Se c’è un film che rappresenta e condensa l’essenza mitologica del cinema hollywoodiano classico, questo probabilmente è Casablanca, anche più di Via col vento, perché il film diretto da Michael Curtiz nel 1942 non era una “eccezione” di dimensioni colossali come il film dedicato a Rossella O’ Hara, ma una produzione prettamente nel solco della Warner, costata circa un quarto rispetto al capolavoro diretto da Victor Fleming. Ciò che rese grande quindi il film con Humphrey Bogart e Ingrid Bergman è qualcosa di prettamente cinematografico, che ha a che fare coi suoi valori intrinseci.
Il film, tratto da una pièce di Murray Burnett e Joan Alison mai rappresentata, vede protagonista Rick, il gestore di un bar di Casablanca in cui cerca di mediare tra la presenza dei nazisti legati al Governo collaborazionista francese e le istanze di ribellione della popolazione. La sua neutralità viene rotta dall’arrivo di Ilsa, sua ex-fiamma, assieme al marito Victor, membro della resistenza cecoslovacca ricercato dalla Gestapo.
Un dramma spionistico dal forte e meraviglioso côté sentimentale, scritto da Julius e Philip G. Epstein con Howard Koch (una sceneggiatura considerata la migliore mai scritta negli Usa), che riesce con straordinaria fluidità e personale leggerezza a mescolare l’avventura e il melodramma con temi di fortissima attualità politica, essendo uno dei primissimi film di una major a schierarsi esplicitamente contro la Germania nazista.
La grandezza di Casablanca, evidente anche a più di 80 anni di distanza, è nel perfetto dosaggio dei suoi ingredienti e nel curatissimo rapporto tra i personaggi, le loro azioni, il loro valore morale e il casting epocale (oltre ai due divi, una fila di attori impressionante, da Claude Rains a Peter Lorre, da Sydney Greenstreet): Curtiz è stato uno dei maggiori professionisti del cinema dell’età dell’oro di Hollywood, abilissimo regista di azione e avventura, capace di trarre il fondamento mitico da quasi ogni film che si trovava di fronte.
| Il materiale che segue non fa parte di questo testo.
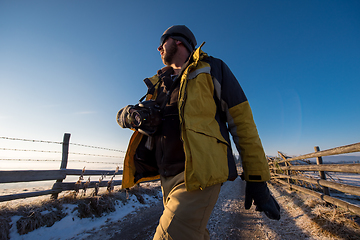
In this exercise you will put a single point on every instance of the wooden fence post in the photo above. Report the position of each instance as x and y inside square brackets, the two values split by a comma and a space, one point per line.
[64, 161]
[321, 173]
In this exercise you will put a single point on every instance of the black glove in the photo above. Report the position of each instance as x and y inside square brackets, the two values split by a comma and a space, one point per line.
[259, 192]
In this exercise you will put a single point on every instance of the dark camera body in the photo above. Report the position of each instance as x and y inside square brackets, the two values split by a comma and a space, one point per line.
[146, 116]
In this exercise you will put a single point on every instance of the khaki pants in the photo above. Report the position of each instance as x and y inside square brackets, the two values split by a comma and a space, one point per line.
[185, 213]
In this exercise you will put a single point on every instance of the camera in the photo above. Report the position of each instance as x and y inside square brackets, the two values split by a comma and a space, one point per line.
[146, 116]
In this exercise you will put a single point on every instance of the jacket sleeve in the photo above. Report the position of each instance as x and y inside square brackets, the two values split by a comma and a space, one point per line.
[240, 122]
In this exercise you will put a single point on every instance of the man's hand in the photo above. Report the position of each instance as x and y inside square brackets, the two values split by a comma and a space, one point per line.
[259, 192]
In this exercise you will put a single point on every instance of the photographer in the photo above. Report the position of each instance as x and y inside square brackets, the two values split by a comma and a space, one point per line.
[182, 136]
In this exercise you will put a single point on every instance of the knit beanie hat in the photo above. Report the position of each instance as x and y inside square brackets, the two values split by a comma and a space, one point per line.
[181, 33]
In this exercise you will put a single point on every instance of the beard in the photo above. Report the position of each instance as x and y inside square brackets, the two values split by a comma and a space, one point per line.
[170, 53]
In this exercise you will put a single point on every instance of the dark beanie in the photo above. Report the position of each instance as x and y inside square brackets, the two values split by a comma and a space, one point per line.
[181, 33]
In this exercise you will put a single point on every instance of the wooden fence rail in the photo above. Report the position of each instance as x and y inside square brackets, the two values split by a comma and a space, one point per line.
[283, 169]
[58, 175]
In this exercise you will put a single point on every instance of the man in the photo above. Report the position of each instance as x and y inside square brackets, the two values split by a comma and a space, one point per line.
[182, 134]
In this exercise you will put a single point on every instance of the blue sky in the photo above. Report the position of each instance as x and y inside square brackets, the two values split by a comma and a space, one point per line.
[69, 66]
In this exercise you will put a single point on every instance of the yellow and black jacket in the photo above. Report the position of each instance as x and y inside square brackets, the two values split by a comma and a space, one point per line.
[211, 104]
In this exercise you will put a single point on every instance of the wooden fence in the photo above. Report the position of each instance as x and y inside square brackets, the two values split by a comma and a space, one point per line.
[58, 176]
[285, 172]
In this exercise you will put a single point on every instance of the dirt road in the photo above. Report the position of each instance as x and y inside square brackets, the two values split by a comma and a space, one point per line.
[229, 219]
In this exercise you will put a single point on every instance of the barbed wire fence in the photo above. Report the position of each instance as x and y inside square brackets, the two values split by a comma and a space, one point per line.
[60, 143]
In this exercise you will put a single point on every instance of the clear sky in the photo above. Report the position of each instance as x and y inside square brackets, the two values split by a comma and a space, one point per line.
[69, 66]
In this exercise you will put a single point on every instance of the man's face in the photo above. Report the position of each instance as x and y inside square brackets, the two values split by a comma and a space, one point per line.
[168, 51]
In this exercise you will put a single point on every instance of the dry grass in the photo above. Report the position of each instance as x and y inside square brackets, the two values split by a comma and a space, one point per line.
[37, 214]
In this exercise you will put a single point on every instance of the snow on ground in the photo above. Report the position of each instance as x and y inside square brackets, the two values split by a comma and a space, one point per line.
[72, 226]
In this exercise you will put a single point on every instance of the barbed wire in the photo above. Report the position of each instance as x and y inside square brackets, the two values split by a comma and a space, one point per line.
[89, 146]
[46, 151]
[75, 144]
[29, 140]
[51, 160]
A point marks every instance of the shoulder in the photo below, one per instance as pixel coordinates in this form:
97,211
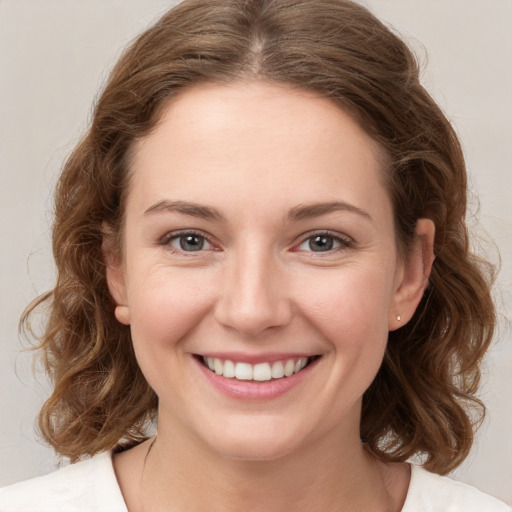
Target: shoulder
429,492
89,486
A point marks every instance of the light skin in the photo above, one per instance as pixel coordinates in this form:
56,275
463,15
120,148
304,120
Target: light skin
282,195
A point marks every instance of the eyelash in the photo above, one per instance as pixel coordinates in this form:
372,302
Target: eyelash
176,235
342,242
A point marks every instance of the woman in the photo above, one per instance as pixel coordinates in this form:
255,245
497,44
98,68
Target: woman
261,246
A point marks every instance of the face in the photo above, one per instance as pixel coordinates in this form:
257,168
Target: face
260,275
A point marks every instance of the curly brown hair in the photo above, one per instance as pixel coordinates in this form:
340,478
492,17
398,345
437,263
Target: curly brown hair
419,403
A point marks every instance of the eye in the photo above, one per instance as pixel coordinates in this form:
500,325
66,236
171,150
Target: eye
323,242
187,242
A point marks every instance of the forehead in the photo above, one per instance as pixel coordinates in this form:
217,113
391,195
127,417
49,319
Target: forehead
247,141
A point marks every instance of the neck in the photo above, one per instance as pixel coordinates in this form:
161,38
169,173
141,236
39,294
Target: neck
182,474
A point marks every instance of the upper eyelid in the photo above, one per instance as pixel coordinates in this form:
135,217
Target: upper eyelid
334,234
171,235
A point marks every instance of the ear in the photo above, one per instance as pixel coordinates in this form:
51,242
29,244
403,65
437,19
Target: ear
115,275
414,277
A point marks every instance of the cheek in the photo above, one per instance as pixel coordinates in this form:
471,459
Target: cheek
350,311
166,305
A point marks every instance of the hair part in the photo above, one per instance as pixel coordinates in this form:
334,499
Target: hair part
421,398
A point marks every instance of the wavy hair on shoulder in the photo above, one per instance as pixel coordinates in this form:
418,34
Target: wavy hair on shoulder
422,399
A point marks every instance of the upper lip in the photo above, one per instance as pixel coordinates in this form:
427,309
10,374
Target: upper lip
241,357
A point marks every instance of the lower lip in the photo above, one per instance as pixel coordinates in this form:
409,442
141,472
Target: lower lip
255,390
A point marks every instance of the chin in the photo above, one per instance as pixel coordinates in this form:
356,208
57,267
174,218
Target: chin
255,443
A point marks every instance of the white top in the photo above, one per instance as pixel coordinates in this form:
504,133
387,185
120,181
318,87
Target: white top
91,486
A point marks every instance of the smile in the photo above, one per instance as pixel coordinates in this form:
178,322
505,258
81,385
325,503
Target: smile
261,372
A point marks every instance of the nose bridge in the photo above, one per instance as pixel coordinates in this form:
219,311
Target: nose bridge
254,291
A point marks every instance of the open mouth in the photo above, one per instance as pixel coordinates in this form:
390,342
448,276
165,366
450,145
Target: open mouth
260,372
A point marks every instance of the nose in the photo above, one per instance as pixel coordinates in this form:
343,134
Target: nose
253,295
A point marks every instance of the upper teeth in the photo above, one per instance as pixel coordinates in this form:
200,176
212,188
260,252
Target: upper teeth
260,371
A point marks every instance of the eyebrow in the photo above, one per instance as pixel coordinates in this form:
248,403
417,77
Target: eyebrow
192,209
300,212
309,211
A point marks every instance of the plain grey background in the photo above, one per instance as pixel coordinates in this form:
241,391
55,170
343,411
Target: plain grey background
54,56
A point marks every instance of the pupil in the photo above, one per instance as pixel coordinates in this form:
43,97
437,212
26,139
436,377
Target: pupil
321,243
191,242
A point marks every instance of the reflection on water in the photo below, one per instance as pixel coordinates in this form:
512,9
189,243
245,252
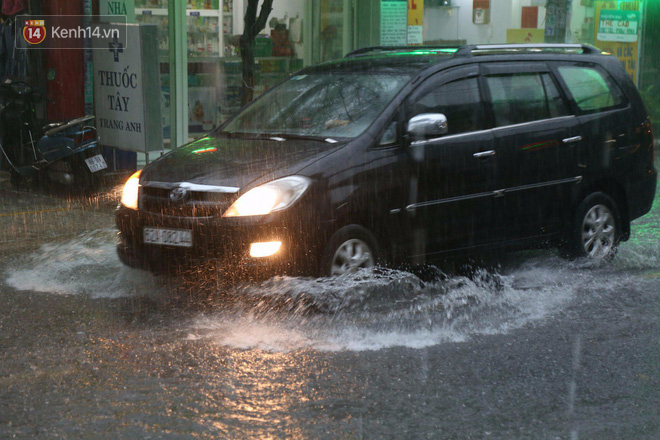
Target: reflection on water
362,311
È quello che fa con questo script (premiato con l’Oscar come la regia e il film, prodotto da Hal B. Wallis), ovvero preoccuparsi di far emergere la profondità di ogni sequenza e dialogo prima che il valore della produzione, come invece era d’uopo in molte pellicole dell’epoca.
In un film quasi tutto chiuso dentro le mura del Rick’s Bar, il regista sa costruire un’atmosfera densissima che ha permesso al film di raggiungere lo status di cult, e fu uno dei primissimi, forse il primo, ad arrivarci: studiato e analizzato tanto dagli accademici quanto dai semplici appassionati, recitato a memoria lungo le moltissime sue battute memorabili, smontato e ricomposto per dargli un impossibile seguito, Casablanca è un film mitico perché, come ha ragionato Umberto Eco in un suo celebre saggio, sa usare gli stereotipi e i cliché raggruppandogli e dandogli forza di archetipo, mitica appunto.
Restaurato e riportato nelle sale cinematografiche da Warner Bros per celebrare il suo centenario, Casablanca è un’opera di cui si è detto e scritto tutto e che, al netto del peso storico e simbolico che ha ormai acquisito, è un film che brilla di forza purissima, non una forza estetica o stilistica, ma quasi epica, in cui la lotta dei sentimenti e quella della guerra assumono connotazioni titaniche con elementi apparentemente piccoli, minimi: una canzone da suonare ancora per suggerire un amore passato, Parigi come incantato luogo simbolo di un rimpianto, la Marsigliese canto di libertà per eccellenza (se ne ricorderà John Huston in Fuga per la vittoria), una grande amicizia suggellata da un aereo che porta via un grande amore.